Need help understanding bubble sort solution code

Question

So, I was learning about Bubble Sort and saw this code:

def bubblesort(list_a):
    indexing_length = len(list_a) - 1  
    sorted = False

    while not sorted:  
        sorted = True  
        for i in range(0, indexing_length):
            if list_a[i] > list_a[i+1]:
                sorted = False  
                list_a[i], list_a[i+1] = list_a[i+1], list_a[i]  # flip position

    return list_a

I tried running this code on my notebook so I could understand this better. I tried 5, 2, 3, 7, 10, 1, 8 and the process was like this:

--> 2, 5, 3, 7, 10, 1, 8
--> 2, 3, 5, 7, 10, 1, 8
--> 2, 3, 5, 7, 1, 10, 8
--> 2, 3, 5, 7, 1, 8, 10

I ended up with unsorted array because I thought for loop does only one iteration. Am I understanding something wrong? Could anyone explain it to me little bit easier please?

Answer 1

Bubble Sort is the simplest sorting algorithm that works by repeatedly swapping the adjacent elements if they are in wrong order. This sorting algorithm also known as Brute Force Approach, the reason is that during sorting each element of list will compare with the every other element of the same list and if the compared number are not in order so it will swap the position. Lets have a look on your example list [5, 2, 3, 7, 10, 1, 8] .
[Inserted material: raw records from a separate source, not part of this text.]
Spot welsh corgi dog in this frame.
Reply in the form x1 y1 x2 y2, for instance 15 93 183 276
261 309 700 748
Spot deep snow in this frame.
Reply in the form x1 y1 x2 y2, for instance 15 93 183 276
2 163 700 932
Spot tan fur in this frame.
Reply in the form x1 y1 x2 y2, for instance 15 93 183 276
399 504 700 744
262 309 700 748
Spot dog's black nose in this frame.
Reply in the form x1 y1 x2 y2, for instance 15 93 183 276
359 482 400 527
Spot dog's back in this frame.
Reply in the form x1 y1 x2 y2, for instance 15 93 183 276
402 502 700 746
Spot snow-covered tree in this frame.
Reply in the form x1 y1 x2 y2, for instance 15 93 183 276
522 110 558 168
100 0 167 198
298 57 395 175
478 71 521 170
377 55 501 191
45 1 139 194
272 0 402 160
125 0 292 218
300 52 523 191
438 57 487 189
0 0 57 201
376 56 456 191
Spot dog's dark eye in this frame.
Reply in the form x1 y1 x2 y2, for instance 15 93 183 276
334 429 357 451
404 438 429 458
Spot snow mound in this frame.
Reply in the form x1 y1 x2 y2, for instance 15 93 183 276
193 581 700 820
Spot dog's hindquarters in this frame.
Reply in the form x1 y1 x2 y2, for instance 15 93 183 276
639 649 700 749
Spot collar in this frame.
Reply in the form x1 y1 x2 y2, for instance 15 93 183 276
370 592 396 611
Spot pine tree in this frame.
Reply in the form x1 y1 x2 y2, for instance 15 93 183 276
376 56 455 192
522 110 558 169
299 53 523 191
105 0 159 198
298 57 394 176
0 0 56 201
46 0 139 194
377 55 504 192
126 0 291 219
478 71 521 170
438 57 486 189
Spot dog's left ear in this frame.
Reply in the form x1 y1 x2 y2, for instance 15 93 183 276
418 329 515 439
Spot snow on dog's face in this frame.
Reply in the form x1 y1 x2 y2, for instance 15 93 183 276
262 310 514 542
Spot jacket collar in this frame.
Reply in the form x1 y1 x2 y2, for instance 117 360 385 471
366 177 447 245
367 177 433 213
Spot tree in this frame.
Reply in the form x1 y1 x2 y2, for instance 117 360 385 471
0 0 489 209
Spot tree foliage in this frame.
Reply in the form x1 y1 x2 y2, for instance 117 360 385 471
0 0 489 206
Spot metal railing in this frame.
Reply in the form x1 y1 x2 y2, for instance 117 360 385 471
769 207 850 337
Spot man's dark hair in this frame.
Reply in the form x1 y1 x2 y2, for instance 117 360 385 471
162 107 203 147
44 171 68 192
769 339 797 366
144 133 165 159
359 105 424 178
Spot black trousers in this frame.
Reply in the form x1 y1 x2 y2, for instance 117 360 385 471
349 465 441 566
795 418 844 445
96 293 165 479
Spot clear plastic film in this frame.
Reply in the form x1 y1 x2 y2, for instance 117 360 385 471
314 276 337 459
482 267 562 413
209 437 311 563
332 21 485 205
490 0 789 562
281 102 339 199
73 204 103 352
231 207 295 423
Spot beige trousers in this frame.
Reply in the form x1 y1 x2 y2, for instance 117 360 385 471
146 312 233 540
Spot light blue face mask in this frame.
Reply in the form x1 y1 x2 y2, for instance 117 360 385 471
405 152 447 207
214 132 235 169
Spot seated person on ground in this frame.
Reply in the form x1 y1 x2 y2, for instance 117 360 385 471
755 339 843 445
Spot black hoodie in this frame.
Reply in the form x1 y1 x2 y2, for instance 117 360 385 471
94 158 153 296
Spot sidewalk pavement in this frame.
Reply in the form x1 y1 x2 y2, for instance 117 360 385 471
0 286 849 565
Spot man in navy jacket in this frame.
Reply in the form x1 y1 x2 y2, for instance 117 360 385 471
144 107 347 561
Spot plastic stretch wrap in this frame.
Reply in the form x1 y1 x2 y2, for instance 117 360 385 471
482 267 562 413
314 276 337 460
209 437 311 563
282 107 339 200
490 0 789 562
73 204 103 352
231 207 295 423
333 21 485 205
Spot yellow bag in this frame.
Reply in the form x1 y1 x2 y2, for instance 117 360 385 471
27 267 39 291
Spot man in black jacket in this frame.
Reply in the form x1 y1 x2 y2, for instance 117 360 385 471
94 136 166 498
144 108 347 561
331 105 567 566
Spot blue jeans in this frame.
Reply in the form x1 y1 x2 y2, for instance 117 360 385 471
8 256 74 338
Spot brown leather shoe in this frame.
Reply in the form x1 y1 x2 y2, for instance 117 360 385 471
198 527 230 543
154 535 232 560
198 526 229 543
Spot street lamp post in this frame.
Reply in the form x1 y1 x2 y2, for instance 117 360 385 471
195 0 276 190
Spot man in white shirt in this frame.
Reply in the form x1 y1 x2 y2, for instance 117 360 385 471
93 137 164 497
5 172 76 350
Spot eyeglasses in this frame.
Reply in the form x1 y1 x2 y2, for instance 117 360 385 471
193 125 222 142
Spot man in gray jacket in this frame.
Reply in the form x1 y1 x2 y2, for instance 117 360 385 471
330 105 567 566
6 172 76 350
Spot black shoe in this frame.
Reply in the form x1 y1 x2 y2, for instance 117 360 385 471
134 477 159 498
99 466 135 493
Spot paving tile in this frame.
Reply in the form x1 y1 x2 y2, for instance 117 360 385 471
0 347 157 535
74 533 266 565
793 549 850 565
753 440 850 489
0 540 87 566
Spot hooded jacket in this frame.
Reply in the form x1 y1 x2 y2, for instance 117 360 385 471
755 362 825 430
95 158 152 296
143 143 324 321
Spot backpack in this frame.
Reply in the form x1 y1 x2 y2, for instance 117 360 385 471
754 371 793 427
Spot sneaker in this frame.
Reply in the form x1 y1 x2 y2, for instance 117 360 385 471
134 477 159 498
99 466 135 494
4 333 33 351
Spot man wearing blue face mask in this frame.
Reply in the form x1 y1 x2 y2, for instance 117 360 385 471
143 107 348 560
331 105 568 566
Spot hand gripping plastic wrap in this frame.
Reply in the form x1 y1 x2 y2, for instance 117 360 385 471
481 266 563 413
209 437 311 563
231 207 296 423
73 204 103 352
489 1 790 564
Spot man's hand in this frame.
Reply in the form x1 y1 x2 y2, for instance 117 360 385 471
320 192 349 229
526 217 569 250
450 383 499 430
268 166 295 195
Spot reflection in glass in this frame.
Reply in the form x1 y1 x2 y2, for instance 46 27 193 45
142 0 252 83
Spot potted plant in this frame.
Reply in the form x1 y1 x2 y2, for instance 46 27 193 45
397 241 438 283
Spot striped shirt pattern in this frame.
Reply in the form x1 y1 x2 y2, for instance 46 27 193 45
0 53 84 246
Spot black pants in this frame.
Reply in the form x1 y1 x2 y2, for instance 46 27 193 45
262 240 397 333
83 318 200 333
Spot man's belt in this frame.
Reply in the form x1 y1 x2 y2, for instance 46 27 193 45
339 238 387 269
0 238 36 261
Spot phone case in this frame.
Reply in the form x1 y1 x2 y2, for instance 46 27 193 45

1st pass: compare 0th index(5) and 1st index(2) and compare it if 0th index(5) > 1st index(2) then it will swap the position else no swap counter will increase. [ 5 , 2 , 3, 7, 10, 1, 8] condition True(5 > 2) , SWAP [ 2 , 5 , 3, 7, 10, 1, 8], then again compare [2, 5 , 3 , 7, 10, 1, 8] condition True(5 > 3) , SWAP [2, 3 , 5 , 7, 10, 1, 8], and so on.

• [2, 3, 5, 7, 10 , 1 , 8] True(10>1).
• [2, 3, 5, 7, 1, 10 , 8 ] True(10>8).
• [2, 3, 5, 7, 1, 8, 10]

2nd pass:

• [2, 3, 5, 7, 1, 8, 10]
• [2, 3, 5, 7, 1, 8, 10]
• [2, 3, 5, 7 , 1 , 8, 10] True(7>1).
• [2, 3, 5, 1, 7, 8, 10]
• [2, 3, 5, 1, 7, 8, 10]

3rd pass:

• [2, 3, 5, 1, 7, 8, 10]
• [2, 3, 5 , 1 , 7, 8, 10] True(5>1).
• [2, 3, 1, 5, 7, 8, 10]
• [2, 3, 1, 5, 7, 8, 10]

4th pass:

• [2, 3 , 1 , 5, 7, 8, 10] True(3>1).
• [2, 1, 3, 5, 7, 8, 10]
• [2, 1, 3, 5, 7, 8, 10]

5th pass:

• [ 2 , 1 , 3, 5, 7, 8, 10] True(2>1).
• [1, 2, 3, 5, 7, 8, 10]
• [1, 2, 3, 5, 7, 8, 10]

6th pass:

• [1, 2, 3, 5, 7, 8, 10]

7th pass:

• [1, 2, 3, 5, 7, 8, 10]

   def bubbleSort(arr): n = len(arr) for i in range(n): print(arr[i]) for j in range(0, n - i - 1): if arr[j] > arr[j + 1]: print(arr[j], arr[j+1]) arr[j], arr[j + 1] = arr[j + 1], arr[j] print(arr) arr = [5, 2, 3, 7, 10, 1, 8] bubbleSort(arr) print("Sorted array") print(arr)

Answer 2

The list will be [2, 3, 5, 7, 1, 8, 10] after the for loop completes the first time, but the value of sorted will be False. Since you're still inside the while not sorted loop, everything inside that loop will run again, including another for loop starting at index 0.

This will keep going until the list is sorted when the for loop completes, since that will make the while loop's condition False.